The campus of the University of Maine was a sight, lovely to behold. The sun of July and August bathed the manicured lawns of clover and grass. The fraternity houses with their stately pillars stood white against the sky.
Older buildings where students gathered for lectures and laboratory experimentation were solid and stolid, made of seemingly indestructible red brick from an earlier time.
Now the majority of students were military, brought there by courtesy of Uncle Sam, to study such things as engineering, and language under the ASTP. But there were young ladies on campus and others in the nearby towns of Orono and Bangor. It was more to my liking than the environment of Columbia would be. There the girls were few and the soldiers many. A hundred years had not gone by since the war between the states and there was still bitterness. To top it off the soldiers of the 26th Division called themselves the Yankee Division and wore a shoulder patch with a big YD on it. This had not improved relations between the civilian population and the military to any degree. The time in Maine was a time of learning, and a time of playing. A time of keeping company with the girls and a time of playing basketball and whatever with your comrades. It was in fact the time of my life.
But there was a catch. Not unlike catch 22. More cannon fodder was needed in Europe and Asia. The politics of the time edicted that Hitler was a greater enemy than the inscrutable Tojo and the bulk of US effort would be expended to defeat Germany. So the good times ended. ASTP ended. Those who had been in the Army Air Corps were transferred to the airborne infantry. Were you in any other branch of the army you went into the infantry, sort of like being asked if you knew how to play a piano. If you answered yes you were put on a piano moving detail. If not you policed up cigaret butts and other such important matters.
The word had come down headquarters in good enough season that there were several weeks for saying goodbyes and drinking it up and raising whoopee in general. Martha, the woman I had been spending time with - sometimes I called her Marty and sometimes 'Iron pants' because I couldn't get her corset off and she wouldn't remove it to oblige me - Martha and myself hit the night spots, although there were not many and had a good time in general. In those last weeks spent in Maine I would have my surfeit of snow and cold. I am from Michigan and have seen foul weather before, but none that could beat that of this northernmost New England state. I got the feeling I was only two miles south of the Arctic Circle. Even so, I would gladly trade this misbegotten foxhole for Bangor, Maine or anyplace north of there.
I squirmed in my hole and hoped it would not become my grave. as I remembered or dreamed of Fort Jackson. Not that it was a nice dream. Somewhere between nice and a nightmare. Where I was now, on the other side of the Siegfreid Line, that was both nightmare and grim reality.
"Jesus," I said half aloud to myself, "it's nice to be getting out of this place.
Even if the broads don't like us yankees.
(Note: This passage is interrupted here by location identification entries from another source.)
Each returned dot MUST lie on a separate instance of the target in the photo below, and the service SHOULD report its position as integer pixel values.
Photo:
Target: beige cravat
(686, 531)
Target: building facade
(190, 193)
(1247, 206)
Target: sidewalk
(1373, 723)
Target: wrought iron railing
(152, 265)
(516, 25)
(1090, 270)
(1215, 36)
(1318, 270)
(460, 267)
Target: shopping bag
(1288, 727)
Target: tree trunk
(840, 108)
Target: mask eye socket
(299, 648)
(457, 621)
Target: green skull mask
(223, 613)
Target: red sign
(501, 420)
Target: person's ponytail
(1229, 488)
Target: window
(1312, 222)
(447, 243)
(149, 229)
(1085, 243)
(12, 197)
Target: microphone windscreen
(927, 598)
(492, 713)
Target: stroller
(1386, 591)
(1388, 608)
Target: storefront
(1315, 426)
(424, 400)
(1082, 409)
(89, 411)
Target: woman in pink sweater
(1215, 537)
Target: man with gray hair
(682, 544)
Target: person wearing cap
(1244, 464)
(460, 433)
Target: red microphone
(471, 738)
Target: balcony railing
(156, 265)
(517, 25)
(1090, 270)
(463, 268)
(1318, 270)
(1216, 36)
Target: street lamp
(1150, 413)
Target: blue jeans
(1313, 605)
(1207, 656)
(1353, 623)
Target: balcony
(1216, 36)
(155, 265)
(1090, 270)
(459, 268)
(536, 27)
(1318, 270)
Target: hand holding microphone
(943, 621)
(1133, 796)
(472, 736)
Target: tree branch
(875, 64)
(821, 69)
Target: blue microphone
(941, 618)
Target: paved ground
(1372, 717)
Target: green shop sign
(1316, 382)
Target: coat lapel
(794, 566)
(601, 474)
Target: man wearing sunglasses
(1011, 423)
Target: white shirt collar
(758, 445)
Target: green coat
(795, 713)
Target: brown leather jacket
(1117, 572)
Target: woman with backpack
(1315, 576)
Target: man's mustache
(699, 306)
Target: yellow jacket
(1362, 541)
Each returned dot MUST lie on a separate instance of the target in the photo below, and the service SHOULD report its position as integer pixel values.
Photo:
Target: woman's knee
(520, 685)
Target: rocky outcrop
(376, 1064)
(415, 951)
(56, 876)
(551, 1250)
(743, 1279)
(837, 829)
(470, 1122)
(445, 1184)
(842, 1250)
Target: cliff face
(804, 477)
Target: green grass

At least I can have a drink and forget this crummy tarpaper shack and the damn stupid never ending training".
With that I looked up a couple of buddies who felt likewise. We caught a bus in Fort Jackson and headed for Columbia and the bright lights.
Some kind of bright lights we found! We ended up in a sleazy bar with only hard case bartenders serving us at the same time they resented us, we who wore the hated YD patch on our shoulder. The patch that proclaimed us to be part of the 26th Division, the despicable Yankee Division.
Cockroaches vied with each other for the few crumbs that were scattered here and there. That was the night I really hung one on. I was blind, staggering, fallin-down drunk. I had such a load on I couldn't find my way out of the stinking restroom. I tried to open the door the wrong way and almost succeeded. It must have made a helluva racket because my buddies got me to hell out of there as fast as they could. I learned next day the bartender had called the law. I owed them two buddies of mine a debt of gratitude for hustling me out of there. As luck would have it, it was a debt I'd never be able to repay, for now both had died here in Germany before I had arrived. And here I was wondering when and if I would catch one.
It was hot, humid and blacker out than the bowels of hell. We had been marching through the darkness of the South Carolina countryside for three hours before the company commander finally called a halt. All in all he wasn't a bad sort, but my thinking was that putting on pink pants and a green coat with a bit of glittering metal on the epaulets did not make a gentleman out of anybody. Not even if congress said otherwise. The congressmen didn't have to put up with them like I did.
My shoes had sand in them and the BAR dragged at me like a lead weight. There was grumbling in the ranks as we waited like we always waited. This time we waited for bread and coffee, a little improvement over bread and water but not much. I guess the captain was tired of the grumbling and I was tired period.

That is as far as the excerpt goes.